Most of these hardcore fans have already downloaded Absolute Power from the Internet, but it's likely all of them will buy it as well, because the album comes with an extras-packed DVD filled with concert footage, backstage antics and seven otherwise unavailable songs. (The two-disc package sports a single-album price.) Hundreds have prepaid for their copies, encouraging Strange/MSC to ship 200,000 copies for its September 24 street date, including clean copies for Wal-Mart.

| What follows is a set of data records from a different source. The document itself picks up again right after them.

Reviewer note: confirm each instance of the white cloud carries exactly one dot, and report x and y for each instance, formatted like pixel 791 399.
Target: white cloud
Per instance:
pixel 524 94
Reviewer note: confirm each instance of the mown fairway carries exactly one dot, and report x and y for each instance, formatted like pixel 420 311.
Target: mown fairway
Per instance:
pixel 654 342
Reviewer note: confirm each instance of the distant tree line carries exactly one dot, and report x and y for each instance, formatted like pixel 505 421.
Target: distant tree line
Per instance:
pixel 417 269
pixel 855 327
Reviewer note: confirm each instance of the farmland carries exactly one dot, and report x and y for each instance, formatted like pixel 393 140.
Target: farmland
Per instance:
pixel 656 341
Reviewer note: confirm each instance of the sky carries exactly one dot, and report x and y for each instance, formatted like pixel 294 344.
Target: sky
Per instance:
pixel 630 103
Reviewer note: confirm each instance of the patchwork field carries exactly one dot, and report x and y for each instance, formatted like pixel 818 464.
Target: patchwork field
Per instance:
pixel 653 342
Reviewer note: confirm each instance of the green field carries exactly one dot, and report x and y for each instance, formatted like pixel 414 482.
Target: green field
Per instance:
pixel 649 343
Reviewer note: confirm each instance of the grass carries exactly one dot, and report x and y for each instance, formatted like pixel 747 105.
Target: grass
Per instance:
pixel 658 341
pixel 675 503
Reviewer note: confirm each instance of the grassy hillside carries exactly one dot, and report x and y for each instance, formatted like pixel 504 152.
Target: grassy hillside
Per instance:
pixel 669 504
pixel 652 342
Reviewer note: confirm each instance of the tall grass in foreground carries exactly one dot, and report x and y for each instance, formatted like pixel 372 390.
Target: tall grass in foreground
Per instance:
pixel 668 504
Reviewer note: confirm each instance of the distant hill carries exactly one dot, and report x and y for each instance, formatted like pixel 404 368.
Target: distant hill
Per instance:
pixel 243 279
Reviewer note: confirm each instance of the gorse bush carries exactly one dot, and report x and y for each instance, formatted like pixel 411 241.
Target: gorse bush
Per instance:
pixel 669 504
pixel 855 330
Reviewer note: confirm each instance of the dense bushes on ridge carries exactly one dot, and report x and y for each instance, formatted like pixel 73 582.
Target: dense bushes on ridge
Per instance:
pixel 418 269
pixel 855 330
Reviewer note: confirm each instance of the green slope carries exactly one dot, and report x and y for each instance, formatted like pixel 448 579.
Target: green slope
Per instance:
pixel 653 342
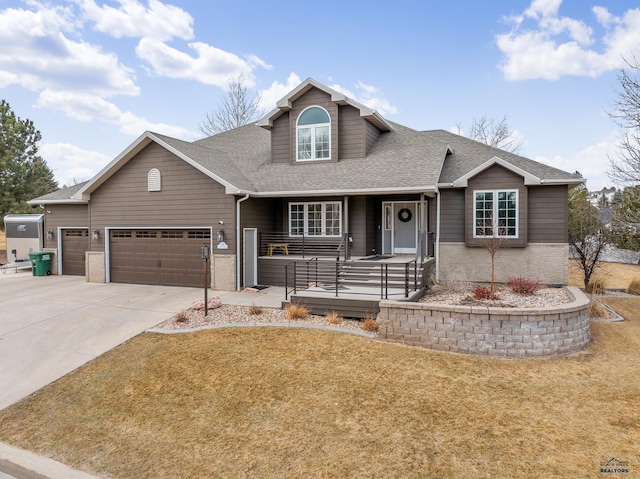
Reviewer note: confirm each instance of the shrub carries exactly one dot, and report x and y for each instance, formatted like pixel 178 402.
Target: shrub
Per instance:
pixel 181 317
pixel 370 325
pixel 334 318
pixel 482 292
pixel 523 286
pixel 596 285
pixel 296 311
pixel 596 310
pixel 634 286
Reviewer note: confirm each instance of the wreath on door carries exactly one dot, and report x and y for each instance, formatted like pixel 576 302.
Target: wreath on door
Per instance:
pixel 405 215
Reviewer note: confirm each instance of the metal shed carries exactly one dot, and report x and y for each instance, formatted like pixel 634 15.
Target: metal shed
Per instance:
pixel 25 234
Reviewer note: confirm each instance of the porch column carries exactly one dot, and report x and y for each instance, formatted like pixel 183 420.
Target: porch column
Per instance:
pixel 346 227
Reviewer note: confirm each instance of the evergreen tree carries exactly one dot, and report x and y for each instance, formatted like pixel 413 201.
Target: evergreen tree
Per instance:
pixel 24 175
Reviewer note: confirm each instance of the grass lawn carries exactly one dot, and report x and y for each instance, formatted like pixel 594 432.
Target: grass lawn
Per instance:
pixel 273 402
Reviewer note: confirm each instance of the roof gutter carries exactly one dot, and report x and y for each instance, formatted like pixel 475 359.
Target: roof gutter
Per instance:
pixel 238 254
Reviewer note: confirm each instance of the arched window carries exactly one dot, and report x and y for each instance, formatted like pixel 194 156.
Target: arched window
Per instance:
pixel 153 180
pixel 313 132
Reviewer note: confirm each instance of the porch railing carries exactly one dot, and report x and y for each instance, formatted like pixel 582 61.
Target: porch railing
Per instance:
pixel 297 245
pixel 354 277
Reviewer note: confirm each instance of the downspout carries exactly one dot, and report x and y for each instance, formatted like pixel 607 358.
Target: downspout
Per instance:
pixel 238 252
pixel 436 247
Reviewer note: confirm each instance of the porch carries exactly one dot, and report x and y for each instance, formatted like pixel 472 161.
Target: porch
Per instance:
pixel 354 287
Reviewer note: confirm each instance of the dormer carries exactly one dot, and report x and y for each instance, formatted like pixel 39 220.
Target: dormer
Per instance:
pixel 315 123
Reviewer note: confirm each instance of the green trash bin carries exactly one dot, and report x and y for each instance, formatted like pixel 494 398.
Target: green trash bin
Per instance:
pixel 41 262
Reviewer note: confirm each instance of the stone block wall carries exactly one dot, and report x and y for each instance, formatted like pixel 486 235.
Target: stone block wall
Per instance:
pixel 544 262
pixel 495 332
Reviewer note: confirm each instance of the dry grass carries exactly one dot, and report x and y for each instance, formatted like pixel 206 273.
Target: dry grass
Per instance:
pixel 181 317
pixel 271 402
pixel 370 325
pixel 296 311
pixel 634 286
pixel 612 275
pixel 3 247
pixel 334 317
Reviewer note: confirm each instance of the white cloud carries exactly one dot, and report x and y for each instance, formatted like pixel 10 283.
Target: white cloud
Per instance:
pixel 555 46
pixel 370 96
pixel 277 90
pixel 133 19
pixel 71 164
pixel 85 107
pixel 592 162
pixel 37 54
pixel 210 66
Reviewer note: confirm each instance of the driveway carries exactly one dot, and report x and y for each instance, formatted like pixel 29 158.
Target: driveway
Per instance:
pixel 50 325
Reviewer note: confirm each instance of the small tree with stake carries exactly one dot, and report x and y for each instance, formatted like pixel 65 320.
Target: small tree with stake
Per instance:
pixel 492 240
pixel 588 236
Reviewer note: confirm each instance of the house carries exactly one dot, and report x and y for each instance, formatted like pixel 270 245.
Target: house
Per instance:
pixel 603 197
pixel 320 180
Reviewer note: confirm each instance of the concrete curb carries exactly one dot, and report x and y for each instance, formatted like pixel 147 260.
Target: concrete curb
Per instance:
pixel 23 464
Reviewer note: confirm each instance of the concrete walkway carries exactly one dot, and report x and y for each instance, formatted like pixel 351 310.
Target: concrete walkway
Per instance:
pixel 51 325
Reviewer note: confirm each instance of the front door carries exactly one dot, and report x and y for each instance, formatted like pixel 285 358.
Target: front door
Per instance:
pixel 405 227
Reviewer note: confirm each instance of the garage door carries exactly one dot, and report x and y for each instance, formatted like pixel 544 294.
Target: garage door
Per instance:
pixel 167 257
pixel 75 242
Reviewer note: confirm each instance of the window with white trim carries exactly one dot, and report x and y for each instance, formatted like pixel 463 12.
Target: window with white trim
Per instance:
pixel 313 135
pixel 495 214
pixel 154 180
pixel 315 219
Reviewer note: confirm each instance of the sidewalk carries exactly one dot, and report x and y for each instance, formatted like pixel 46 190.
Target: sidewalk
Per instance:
pixel 17 463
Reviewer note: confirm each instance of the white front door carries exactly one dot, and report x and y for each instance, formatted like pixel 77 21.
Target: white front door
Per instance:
pixel 405 227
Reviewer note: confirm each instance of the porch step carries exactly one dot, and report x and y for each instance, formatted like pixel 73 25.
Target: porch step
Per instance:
pixel 347 308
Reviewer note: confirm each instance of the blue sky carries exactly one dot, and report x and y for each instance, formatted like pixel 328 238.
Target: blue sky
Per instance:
pixel 95 75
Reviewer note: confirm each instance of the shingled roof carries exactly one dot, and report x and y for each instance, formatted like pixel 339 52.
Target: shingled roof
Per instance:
pixel 402 160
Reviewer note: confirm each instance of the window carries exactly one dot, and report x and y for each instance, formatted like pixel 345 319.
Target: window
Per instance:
pixel 495 214
pixel 153 180
pixel 315 219
pixel 313 133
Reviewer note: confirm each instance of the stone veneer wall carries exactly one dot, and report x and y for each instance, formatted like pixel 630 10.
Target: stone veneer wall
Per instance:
pixel 496 332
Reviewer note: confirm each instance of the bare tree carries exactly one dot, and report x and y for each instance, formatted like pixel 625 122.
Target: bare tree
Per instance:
pixel 588 236
pixel 239 107
pixel 625 167
pixel 496 133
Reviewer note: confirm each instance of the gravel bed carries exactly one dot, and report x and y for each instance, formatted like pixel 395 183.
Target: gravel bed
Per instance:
pixel 541 298
pixel 233 315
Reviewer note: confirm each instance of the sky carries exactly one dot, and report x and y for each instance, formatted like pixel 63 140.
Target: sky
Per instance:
pixel 95 75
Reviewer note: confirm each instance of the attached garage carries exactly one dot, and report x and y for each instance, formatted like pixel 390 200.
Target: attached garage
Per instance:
pixel 170 257
pixel 75 242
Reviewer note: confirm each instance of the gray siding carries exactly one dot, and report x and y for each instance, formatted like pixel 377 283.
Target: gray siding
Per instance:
pixel 280 140
pixel 60 216
pixel 188 198
pixel 548 214
pixel 352 133
pixel 452 216
pixel 372 134
pixel 497 178
pixel 319 98
pixel 357 222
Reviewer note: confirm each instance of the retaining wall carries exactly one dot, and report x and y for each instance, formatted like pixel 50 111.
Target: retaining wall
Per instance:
pixel 497 332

If Absolute Power hits, Tech may also unleash one of the most aesthetically outrageous stage shows in hip-hop history. "I'd be on some other shit, with bar-code crucifixes and burned-out cathedrals," Tech raves.

Such concerts would test the limits of Absolute Power's titular concept. "Absolute power means moving this sea of people and feeling of surge of power," Tech explains. But true absolute power would involve getting millions of people involved in this interaction. Tech has an excellent opportunity, because after "Slacker," potent follow-up singles such as "I'm a Playa" (with a hook set to the chorus of Falco's "Rock Me Amadeus") lurk in the wings. His most important asset, however, is a spirit that seldom sleeps and never hides.